Setelah 2022, berapapun produksi, biaya, dan pendapatan dari proyek Grasberg akan dibagi dua, yakni Freeport Indonesia 60 persen dan Rio Tinto 40 persen.
“Kita akan beli dengan harga sewajar mungkin sampai saham pemerintah 51 persen. Arahan Bapak Presiden kalau bisa April sudah selesai,” Jonan menegaskan.
Lebih lanjut Jonan menjawab suara masyarakat yang mempertanyakan sikap pemerintah memilih membeli saham daripada menunggu kontrak Freeport berakhir di 2021. Dia menerangkan akan ada kompensasi yang harus dibayar pemerintah bila mengambil alih perusahaan tambang asal Amerika Serikat di 2021 mendatang.
Kompensasi itu bisa berupa pembayaran nilai buku dari semua investasi Freeport di Indonesia. Selain itu, pemerintah juga mempertimbangkan kemungkinan gugatan arbitrase yang bakal dilayangkan Freeport.

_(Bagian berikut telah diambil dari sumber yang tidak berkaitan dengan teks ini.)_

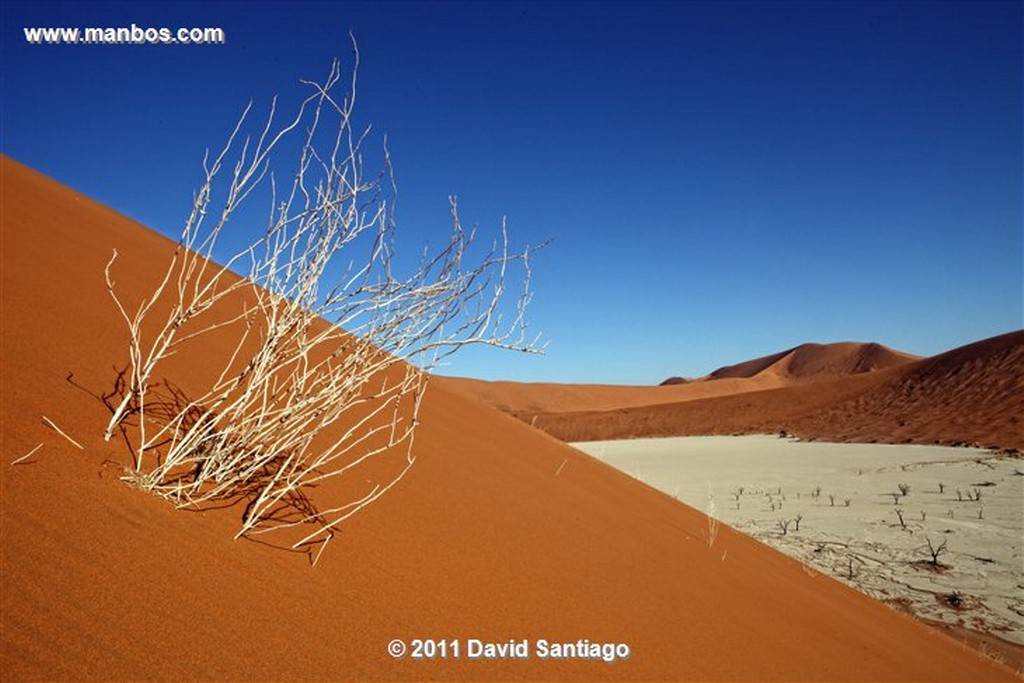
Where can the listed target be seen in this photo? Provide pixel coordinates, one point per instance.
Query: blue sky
(722, 180)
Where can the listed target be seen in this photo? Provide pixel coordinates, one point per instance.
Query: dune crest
(814, 361)
(499, 532)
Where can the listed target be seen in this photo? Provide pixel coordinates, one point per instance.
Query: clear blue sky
(722, 180)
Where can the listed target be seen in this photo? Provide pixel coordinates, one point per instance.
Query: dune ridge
(815, 361)
(498, 532)
(845, 391)
(973, 394)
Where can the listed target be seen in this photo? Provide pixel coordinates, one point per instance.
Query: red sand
(974, 394)
(498, 532)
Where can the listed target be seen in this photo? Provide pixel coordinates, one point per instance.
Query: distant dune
(498, 532)
(845, 392)
(815, 361)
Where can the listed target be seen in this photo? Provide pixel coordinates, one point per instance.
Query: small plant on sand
(935, 551)
(712, 534)
(327, 341)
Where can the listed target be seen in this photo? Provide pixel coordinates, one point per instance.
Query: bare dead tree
(331, 346)
(935, 551)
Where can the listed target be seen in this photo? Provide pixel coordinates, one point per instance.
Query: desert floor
(843, 495)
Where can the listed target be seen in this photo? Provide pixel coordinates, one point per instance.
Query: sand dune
(499, 532)
(974, 394)
(803, 364)
(814, 361)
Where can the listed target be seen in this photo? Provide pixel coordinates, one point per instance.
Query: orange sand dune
(974, 394)
(813, 361)
(804, 364)
(498, 532)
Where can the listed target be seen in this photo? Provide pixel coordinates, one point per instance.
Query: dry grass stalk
(328, 372)
(61, 432)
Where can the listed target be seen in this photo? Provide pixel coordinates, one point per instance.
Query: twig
(61, 432)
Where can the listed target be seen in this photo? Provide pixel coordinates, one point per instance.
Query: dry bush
(329, 346)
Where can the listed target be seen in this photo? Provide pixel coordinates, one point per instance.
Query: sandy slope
(814, 361)
(804, 364)
(971, 394)
(498, 532)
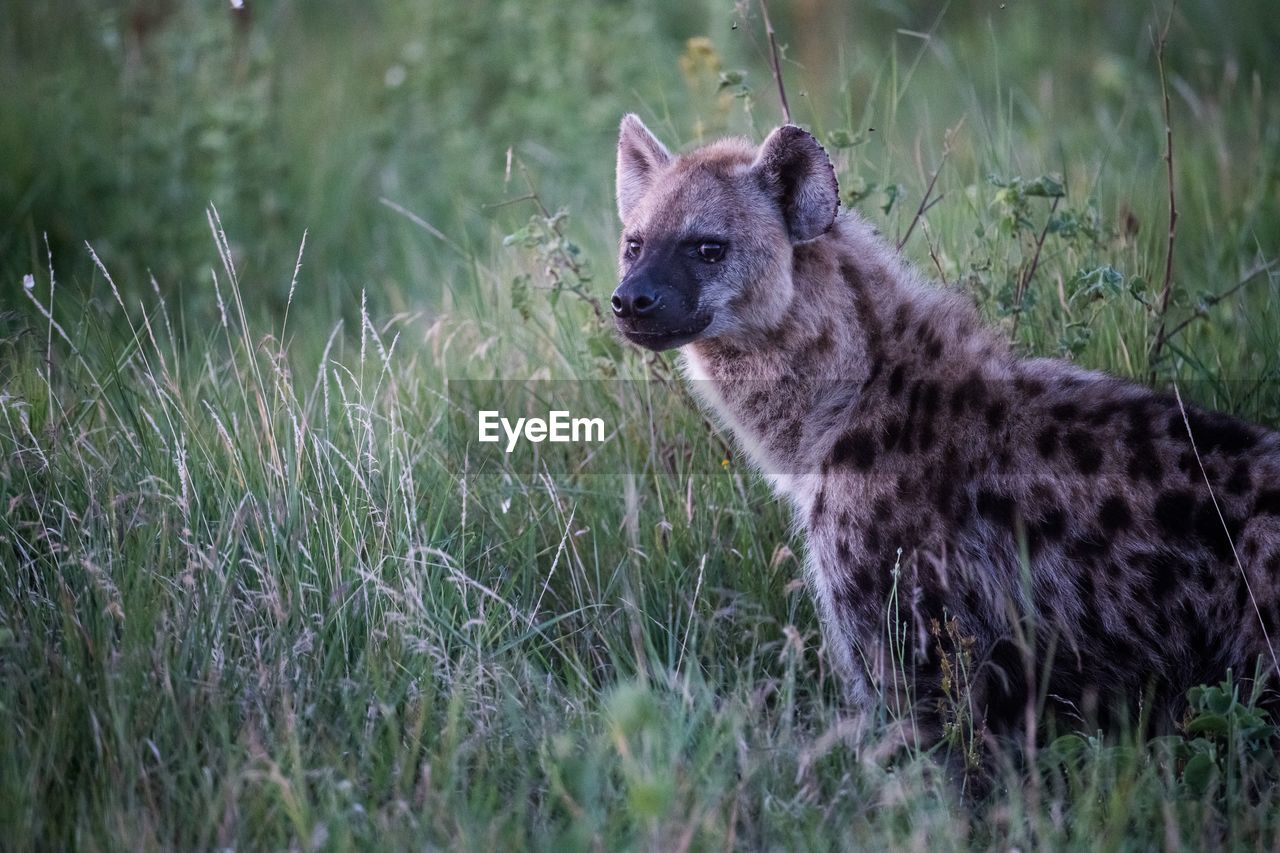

Dia menyebut ketentuan itu sudah tertuang dalam Kontrak Karya yang diteken sejak 1991.
“Pengambilalihan (operasi Freeport) juga bukan saya bilang tidak mudah, makan waktu dan harus bayar karena di kontrak karya gitu,” ujarnya.
Jalur arbitrase
Sementara itu Direktur Jenderal Mineral dan Batubara Kementerian ESDM, Bambang Gatot menuturkan, arbitrase merupakan upaya menyelesaikan sengketa dalam kontrak.
Hal ini lantaran ada multitafsir dalam pasal-pasal di Kontrak Karya terkait hak perpanjangan operasi.
Dalam kontrak itu disebutkan Freeport memiliki hak perpanjangan sampai 2041. Selain itu pemerintah tidak boleh menahan tanpa alasan yang jelas.
“Dari sisi legal (hukum) ini macam-macam pendapatnya,” ujar Bambang Gatot seperti dilansir ‘BeritaSatu.com’. (B-BS/jr)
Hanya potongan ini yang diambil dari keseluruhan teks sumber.